There are three lessons I draw from this meditation on “the big picture,” one year after Trump’s electoral win. The first is that we can’t play a one-dimensional game in a multidimensional world. The idea that we can just singularly emphasize class, or race, or gender is as politically naive as it is ineffective. Trump was able to create cross-class alliances through critiques of elite culture; he was able, despite the allegations of sexual abuse and harassment against him, to use racial politics to mobilize a majority of white women to vote for him. Any political solution requires alliances across a wide range of dimensions—economic, religious, racial, gender, and culture—to be successful.
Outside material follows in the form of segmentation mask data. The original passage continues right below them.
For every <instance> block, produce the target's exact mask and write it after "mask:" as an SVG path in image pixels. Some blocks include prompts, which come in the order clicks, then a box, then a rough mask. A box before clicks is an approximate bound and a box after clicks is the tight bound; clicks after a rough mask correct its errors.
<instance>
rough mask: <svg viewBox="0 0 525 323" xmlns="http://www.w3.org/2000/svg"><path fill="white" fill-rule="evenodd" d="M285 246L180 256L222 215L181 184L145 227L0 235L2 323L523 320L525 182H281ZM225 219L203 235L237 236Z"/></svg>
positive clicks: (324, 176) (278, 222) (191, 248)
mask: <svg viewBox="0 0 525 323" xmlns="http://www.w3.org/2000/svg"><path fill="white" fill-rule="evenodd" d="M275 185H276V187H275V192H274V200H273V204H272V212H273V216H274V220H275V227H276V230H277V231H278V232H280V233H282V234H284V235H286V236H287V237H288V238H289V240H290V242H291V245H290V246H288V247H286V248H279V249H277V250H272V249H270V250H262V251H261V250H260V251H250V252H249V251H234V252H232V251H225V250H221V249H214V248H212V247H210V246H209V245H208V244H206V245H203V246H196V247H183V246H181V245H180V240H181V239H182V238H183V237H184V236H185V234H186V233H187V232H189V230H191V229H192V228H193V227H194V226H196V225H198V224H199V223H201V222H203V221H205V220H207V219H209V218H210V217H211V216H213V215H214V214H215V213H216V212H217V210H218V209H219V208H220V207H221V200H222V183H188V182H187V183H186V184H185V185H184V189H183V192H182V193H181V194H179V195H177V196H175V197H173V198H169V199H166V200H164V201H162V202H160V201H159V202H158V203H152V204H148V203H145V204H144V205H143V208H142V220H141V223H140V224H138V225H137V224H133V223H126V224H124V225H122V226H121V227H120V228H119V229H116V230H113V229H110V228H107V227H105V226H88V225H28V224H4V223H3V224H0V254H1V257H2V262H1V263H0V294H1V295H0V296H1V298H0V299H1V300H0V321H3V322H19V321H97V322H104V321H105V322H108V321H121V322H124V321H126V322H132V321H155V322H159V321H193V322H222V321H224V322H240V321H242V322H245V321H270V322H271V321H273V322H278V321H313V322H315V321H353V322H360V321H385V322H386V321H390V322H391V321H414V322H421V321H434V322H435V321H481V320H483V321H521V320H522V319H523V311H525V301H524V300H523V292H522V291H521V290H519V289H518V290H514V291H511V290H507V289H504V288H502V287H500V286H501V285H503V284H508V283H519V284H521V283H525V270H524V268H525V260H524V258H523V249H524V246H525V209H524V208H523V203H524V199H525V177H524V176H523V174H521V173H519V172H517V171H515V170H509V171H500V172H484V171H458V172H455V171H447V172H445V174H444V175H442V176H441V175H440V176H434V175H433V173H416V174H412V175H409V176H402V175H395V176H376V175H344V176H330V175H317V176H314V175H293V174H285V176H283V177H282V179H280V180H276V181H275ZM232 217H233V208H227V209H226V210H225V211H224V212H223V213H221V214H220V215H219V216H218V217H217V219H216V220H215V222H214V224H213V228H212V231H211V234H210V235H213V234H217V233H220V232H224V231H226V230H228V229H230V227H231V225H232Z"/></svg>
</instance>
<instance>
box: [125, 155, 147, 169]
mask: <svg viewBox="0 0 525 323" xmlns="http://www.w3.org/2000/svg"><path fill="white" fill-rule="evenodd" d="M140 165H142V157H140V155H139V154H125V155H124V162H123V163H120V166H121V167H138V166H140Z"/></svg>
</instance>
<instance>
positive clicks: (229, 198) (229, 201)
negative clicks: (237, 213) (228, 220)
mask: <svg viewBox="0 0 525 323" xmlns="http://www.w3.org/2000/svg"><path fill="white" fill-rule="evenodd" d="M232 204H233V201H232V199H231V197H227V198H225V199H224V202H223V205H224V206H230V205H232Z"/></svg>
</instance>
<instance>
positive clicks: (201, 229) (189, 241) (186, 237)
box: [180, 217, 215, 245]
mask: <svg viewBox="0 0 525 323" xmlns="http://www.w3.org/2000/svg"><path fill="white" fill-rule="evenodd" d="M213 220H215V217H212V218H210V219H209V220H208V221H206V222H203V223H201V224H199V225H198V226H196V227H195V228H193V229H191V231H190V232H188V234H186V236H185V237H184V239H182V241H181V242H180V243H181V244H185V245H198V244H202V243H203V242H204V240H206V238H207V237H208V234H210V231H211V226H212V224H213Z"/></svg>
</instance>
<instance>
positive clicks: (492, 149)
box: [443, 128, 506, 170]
The second is that, if Trump has shown anything, it is that elites are not a monolith. Many among “the elite” clearly find his politics and policies, as well as his persona, distasteful, even grotesque. This opens up space for alliance building in opposition to the culture and the political movement that Trump is busy consolidating. There is currently no single American elite. Rather there are competing elites, with different interests and bases of their social power. Political movements for durable change will require alliances with some of these elites. Mobilizing their resources—their ties to one another, their knowledge of institutions, their money, and their influence—will be crucial to the resistance. Elites will be necessary players in blocking Trump’s excesses and minimizing the damage that his toxic racial and religious populism is unleashing on this complex, diverse, and geographically vast country.
Finally, inegalitarianism is a robust American political tradition. The present is not so much an aberration as a continuation of normal politics in America. Thus, as we look for effective routes of opposition we ought to consider leaning on organizing tools that have, in other chapters of the American story, worked to bend the arc of history in the direction of a more inclusive union.
We have long-established political traditions of dissent and of resistance. Black politics should be our guide, in no small part because of its association with the concept of “linked fate.” How might we create cross-class, cross-culture, cross-gender alliances? The black political community’s capacity to do this over a period of decades is perhaps unrivaled. This means spending less time thinking about how we can pander to the white vote, and more time looking to black political communities for guidance in the politics of solidary across dimensions of difference.
Voters were right in sensing the building of an unholy alliance. But that alliance is not, as Trump suggested, between elite culture and a more diverse citizenry; it is, as Trump represents, between elite interests and white nationalist sentiments. We must pivot elites away from the politics of interest, and whites away from racial domination. A countermovement can appeal to both groups through morally grounded visions of equality and solidarity.